Ja, Mama. Alexander lebt im Landkreis, hat mich eingeladen, zu ihm zu ziehen. Er ist anders, aufrichtig und zuverlässig.
Dann wünsche ich dir alles Glück, Hanne. Nicht mehr und nicht weniger, lächelte sie.
Am Abend schlenderte ich am Vereinsheim vorbei, aus dem Musik und Stimmen drangen. Durch das vereiste Fenster sah ich Matthias in der Ecke, tanzend mit irgendeinem Mädchen. Ich musste grinsen, zog mein Wolltuch fester und ging weiter durch die Dunkelheit nach Hause.
Bald kam Alexander, hielt um meine Hand an, dann wurde geheiratet, und ich zog aus dem Dorf mit zu ihm. Wir führten ein schönes Leben, zogen wundervolle Kinder groß, und waren glückliche Großeltern. Ich war wirklich glücklich mit Alexander.
Im Dorf ging das Leben weiter. Matthias heiratete zweimal, dann lebte er einfach so mit einer Nachbarin zusammen, die zehn Jahre älter war.

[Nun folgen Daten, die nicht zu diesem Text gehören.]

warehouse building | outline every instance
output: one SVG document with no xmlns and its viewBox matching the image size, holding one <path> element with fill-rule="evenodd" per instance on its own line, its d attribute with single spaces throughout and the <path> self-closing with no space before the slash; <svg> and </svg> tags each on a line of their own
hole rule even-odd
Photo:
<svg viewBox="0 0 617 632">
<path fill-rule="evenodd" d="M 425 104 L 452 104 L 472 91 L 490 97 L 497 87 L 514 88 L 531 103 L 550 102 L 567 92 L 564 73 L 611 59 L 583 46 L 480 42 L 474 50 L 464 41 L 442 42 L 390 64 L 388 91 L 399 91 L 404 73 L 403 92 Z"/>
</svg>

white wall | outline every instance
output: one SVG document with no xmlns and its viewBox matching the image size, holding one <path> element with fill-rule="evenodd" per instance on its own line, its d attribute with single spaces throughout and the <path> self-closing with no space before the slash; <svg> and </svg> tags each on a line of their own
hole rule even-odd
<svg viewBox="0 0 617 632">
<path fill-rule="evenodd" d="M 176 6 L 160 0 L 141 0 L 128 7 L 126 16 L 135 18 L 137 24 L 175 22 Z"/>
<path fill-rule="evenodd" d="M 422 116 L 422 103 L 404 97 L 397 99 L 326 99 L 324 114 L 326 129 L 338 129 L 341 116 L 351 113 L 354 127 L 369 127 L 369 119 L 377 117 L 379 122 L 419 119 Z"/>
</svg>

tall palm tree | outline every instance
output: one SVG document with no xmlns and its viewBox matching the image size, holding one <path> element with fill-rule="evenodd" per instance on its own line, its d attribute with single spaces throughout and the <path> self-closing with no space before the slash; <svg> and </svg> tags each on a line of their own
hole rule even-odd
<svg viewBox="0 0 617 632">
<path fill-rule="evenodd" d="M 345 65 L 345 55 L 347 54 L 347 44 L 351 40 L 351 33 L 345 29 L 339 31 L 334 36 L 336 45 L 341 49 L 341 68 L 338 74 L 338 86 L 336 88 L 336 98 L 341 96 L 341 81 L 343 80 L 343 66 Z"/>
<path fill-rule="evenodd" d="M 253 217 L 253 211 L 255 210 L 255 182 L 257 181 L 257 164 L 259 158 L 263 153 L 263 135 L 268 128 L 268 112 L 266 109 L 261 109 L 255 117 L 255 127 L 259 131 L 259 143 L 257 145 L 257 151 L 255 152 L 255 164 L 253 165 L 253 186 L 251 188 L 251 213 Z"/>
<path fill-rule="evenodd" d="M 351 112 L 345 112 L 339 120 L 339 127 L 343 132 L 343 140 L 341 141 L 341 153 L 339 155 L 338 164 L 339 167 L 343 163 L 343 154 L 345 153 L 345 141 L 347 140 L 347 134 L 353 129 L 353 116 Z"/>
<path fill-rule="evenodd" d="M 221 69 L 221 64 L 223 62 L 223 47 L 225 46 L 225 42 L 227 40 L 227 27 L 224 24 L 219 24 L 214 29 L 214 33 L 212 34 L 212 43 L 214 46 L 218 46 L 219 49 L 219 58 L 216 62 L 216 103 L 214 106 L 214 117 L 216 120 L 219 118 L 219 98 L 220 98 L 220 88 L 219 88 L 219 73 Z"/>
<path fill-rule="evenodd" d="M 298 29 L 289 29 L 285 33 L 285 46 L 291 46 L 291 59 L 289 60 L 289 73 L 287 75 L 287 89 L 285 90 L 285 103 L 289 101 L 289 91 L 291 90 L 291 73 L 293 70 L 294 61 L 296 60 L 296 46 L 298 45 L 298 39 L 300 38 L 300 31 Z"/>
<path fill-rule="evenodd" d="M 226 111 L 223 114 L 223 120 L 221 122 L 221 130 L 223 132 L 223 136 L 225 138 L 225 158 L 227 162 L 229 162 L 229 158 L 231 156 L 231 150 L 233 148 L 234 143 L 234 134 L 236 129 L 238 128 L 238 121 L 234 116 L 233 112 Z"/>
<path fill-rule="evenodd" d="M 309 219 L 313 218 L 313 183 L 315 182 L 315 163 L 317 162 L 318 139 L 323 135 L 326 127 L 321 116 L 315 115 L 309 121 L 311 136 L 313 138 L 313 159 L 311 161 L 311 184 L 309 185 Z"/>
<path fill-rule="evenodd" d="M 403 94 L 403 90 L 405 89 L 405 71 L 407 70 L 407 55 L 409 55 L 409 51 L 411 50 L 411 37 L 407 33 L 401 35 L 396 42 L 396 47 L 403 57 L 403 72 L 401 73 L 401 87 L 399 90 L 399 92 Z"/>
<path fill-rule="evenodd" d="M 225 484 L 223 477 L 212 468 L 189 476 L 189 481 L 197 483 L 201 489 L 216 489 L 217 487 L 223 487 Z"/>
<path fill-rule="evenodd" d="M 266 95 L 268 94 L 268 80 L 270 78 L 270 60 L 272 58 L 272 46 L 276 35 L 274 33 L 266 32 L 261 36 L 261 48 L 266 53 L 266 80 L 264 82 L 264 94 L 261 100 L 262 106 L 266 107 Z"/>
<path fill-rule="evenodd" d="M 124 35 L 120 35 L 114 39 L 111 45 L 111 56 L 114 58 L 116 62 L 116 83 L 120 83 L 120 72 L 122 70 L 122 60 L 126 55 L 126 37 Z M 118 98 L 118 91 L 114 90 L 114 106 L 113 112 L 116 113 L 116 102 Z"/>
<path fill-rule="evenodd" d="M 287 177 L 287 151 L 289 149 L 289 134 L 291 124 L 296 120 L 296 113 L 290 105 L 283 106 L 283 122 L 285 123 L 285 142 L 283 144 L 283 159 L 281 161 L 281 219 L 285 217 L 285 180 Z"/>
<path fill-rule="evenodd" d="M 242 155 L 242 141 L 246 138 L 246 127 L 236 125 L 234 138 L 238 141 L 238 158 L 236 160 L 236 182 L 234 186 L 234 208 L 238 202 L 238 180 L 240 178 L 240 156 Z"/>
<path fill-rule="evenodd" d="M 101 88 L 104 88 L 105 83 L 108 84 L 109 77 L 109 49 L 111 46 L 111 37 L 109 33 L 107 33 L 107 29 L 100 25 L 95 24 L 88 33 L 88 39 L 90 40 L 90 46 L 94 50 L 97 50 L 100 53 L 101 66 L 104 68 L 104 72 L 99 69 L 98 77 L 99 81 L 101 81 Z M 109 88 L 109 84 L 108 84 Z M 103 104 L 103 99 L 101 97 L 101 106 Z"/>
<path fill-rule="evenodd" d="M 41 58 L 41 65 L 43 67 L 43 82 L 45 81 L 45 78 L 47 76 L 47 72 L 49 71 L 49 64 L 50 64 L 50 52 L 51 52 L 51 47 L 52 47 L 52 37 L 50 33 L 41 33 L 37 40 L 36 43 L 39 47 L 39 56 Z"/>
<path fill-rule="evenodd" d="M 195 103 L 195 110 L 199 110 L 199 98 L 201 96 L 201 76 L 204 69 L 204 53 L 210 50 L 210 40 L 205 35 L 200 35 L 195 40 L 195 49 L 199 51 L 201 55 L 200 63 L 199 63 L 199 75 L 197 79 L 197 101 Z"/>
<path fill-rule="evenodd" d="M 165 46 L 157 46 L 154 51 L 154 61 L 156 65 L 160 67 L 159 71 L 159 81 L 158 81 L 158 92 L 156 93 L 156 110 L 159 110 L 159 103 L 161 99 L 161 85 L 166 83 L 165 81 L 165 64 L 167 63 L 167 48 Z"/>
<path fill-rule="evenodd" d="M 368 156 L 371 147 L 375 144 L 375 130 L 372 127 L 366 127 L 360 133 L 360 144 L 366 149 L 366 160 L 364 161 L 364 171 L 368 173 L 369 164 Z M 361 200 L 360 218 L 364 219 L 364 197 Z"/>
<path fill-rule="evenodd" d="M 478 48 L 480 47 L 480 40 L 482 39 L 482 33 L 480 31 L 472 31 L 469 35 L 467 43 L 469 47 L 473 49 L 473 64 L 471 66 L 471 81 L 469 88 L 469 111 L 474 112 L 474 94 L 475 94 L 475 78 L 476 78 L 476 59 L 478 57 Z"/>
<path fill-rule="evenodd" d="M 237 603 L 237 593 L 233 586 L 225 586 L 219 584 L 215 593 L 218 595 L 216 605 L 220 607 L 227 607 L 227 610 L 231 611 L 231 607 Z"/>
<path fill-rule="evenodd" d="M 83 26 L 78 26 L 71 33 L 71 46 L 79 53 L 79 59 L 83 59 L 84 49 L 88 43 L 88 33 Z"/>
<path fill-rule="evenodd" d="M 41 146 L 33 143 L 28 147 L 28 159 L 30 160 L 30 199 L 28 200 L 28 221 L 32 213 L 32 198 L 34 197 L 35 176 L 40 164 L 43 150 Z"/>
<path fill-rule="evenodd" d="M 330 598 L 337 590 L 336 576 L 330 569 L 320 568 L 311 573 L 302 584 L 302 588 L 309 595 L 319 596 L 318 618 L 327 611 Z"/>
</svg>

Trank, stritt so, wie Mama immer einmal gesagt hatte:
So einen Schwiegersohn braucht man nicht mal am Gartenzaun.Und braucht erst gar nicht an unser Haus zu klopfen.
Wenn ich heute zurückschaue, dann weiß ich: Manchmal entscheidet ein einziger kurzer Moment, wie sich ein ganzes Leben entfaltet. Ein gestolperter Walzerschritt, ein fremdes Lachen, ein fremder Mut. Damals war ich enttäuscht, doch ich habe meinen Stolz nicht verloren und vielleicht gerade deshalb mein wahres Glück gefunden.
Alexander ist noch immer jemand, der mir heimlich Zettel in die Manteltasche schiebt, wenn ein schwieriger Tag bevorsteht. Manchmal tanzen wir gemeinsam in der Küche, barfuß, während der Tee aufkocht und die Enkel durchs Haus tollen. Und dann denke ich an damals, an das dörfliche Kichern und mein zerknülltes Chiffonkleid. Es ist ja fast zum Lachen, wie viel Gewicht man einer peinlichen Sekunde geben kann und wie leicht es plötzlich ist, wenn einen die richtige Hand hält.
Das Dorf hat längst neue Geschichten. Hannelore und Matthias das ist nur noch eine Anekdote unter vielen. Doch für mich war es der Anfang von allem, was danach kam. Und wenn ich heute manchmal die Post auf dem Dorf öffne, mit Alexander an meiner Seite, dann wissen wir beide: Das wahre Glück zeigt sich eben nicht im Glanz des Chiffonkleids, sondern darin, wer dich aufhebt, wenn du mal fällst und an deiner Seite bleibt, wenn das Leben einen Walzer spielt, wie du ihn noch nie getanzt hast.